Yacine Ahtaitay was born in 1993 in the outskirts of Agadir. After he obtained his GED degree, he attended Ibn Zorh University where he enrolled in English studies and later majored in Linguistics. After he obtained his Linguistics Diploma, he continued his post-graduate studies in a ‘Linguistics’ MA program in Ibn Zohr under the name ‘Applied Linguistics & Language Studies’ where he is currently preparing his MA thesis.
Agadir, Morocco
In the last few years and still to this day, a very heated debate is spanning the entire Moroccan academia about the way assessment is handled in the teaching and learning institutions, especially the ones related to language teaching. What is maddening about this debate is that some people in the academia, out of their mere intellectual stubbornness, go so far as to claim that language assessment in Morocco is fine the way it is and that it does not call for any emergencies. If that actually is what the academia says, then I beg to differ. The status of language assessment throughout the soil of Morocco, I believe, is critical, and nobody has the guts to deny that.
Much time was devoted to this unsettling fact and on methods in which the language assessment could be cured and rescued from this worrying condition. A series of suggestions were recommended by colleagues that could remedy the situation, but they were either too far-fetched or incompatible with the kind of learners concerned.
The assessment culture in Morocco is rife with favoritism and classroom class divisions; test scores are the absolute determinants of ranks inside a class. I cannot help but say that the grading system being adopted bears striking similarities to caste systems, where high-score students are treated as masters and get seats right in front of the teacher where they enjoy prestige, and low-score students are slaves and get tossed to the back of the classroom and far out of the teacher’s earshot and where humiliation is flung at their faces. (I can still remember my math class where my voice was never heard by the teacher unless in confirmation of my presence, merely because my exam paper was always returned with the infamous brand 4/20). This is the result of so many intertwined factors that have accumulated throughout many years which make them so difficult to eradicate completely, but that is not a reason why we should make as an excuse to refrain from trying to save this assessment system. Au contraire, it only means that we should try harder.

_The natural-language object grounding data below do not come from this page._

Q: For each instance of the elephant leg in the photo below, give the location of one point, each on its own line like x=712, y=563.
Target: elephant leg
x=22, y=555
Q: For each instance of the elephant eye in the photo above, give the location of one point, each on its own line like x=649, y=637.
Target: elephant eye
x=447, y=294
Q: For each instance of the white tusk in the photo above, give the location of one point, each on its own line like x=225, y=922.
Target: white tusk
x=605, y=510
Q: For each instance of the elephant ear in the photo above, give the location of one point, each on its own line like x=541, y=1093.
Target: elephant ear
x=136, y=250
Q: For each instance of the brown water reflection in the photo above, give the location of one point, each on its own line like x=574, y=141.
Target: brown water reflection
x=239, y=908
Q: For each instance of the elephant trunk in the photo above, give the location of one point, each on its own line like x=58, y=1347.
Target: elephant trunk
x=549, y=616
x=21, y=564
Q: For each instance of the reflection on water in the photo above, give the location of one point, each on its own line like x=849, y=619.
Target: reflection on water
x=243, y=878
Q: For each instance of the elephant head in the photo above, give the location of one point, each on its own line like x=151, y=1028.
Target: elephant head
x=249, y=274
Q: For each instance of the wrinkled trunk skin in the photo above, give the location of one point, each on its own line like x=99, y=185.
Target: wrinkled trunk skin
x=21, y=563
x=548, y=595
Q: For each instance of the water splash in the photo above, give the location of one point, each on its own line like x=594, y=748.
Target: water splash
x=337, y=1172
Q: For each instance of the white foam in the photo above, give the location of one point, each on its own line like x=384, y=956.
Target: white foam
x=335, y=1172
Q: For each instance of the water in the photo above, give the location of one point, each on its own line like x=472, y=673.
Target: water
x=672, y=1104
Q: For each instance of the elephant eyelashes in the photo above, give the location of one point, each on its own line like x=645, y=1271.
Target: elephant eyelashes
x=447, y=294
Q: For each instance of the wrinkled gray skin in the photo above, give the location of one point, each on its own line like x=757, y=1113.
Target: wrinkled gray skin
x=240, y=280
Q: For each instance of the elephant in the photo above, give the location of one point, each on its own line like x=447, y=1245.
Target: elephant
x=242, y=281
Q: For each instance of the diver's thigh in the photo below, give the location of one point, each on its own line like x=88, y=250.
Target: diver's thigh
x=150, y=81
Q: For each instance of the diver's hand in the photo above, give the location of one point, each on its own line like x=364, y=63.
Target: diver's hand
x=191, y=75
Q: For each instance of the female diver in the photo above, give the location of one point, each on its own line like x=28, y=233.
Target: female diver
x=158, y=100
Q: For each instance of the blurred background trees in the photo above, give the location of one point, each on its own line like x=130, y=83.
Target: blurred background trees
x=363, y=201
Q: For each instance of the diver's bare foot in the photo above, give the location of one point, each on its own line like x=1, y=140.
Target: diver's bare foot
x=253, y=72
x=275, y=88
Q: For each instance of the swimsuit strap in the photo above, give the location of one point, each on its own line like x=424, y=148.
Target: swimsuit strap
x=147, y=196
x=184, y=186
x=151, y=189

It is my opinion that any alternative assessment strategy should make at its core the learners in question. The fundamental information that needs to be attained is an exhaustive list of learners’ needs, and we all know that this cannot be attainable since there is no agency of needs analysts, not that I know of, to take care of this job in the Moroccan department of education (if there is any at all). When learners’ needs have been identified, the objectives of the syllabus can be stated clearly and precisely, and in turn assessment materials to see whether the objectives have been met can be designed on the basis of that. With a column of learners’ needs labeled as ‘nada’, I find myself compelled to question the validity of an assessment system that is based not on learners’ actual needs but on teachers’ assumptions and second-guessing of what learners need to learn. So, my appeal to the ministry is just this: the establishment of an agency inside the ministry of education whose specialty is the careful analysis of learners’ needs.
Assessment, in its essence, reflects not just whether students have succeeded in understanding instruction, but also to what extent instruction was successful from the part of the teacher, so assessment assesses not just students but teachers as well. This has two main implications: 1) that teacher trainings should integrate assessment procedures in their programs and the familiarizing of teachers with the body of research on assessment and evaluation. 2) that Moroccan universities have to integrate departments of education that would enable students to carry out educational research on assessment and evaluation and get acquainted with the procedures of test designing. I hate to be hasty in giving judgments, but with no education departments in any of the Moroccan universities, I daresay that the continuously declining quality of assessment is partly justified because of that fact.
In closure, every concerned teacher and student researcher has to know that assessment in Morocco is not fine the way it is, and it needs the collective wisdom and hard work of stakeholders, teachers, students, and parents in order to be saved from the claws of discredibility. With that said, I find no reason to suspect that a better change is looming in the horizon which will make language assessment in Morocco a product of high standards.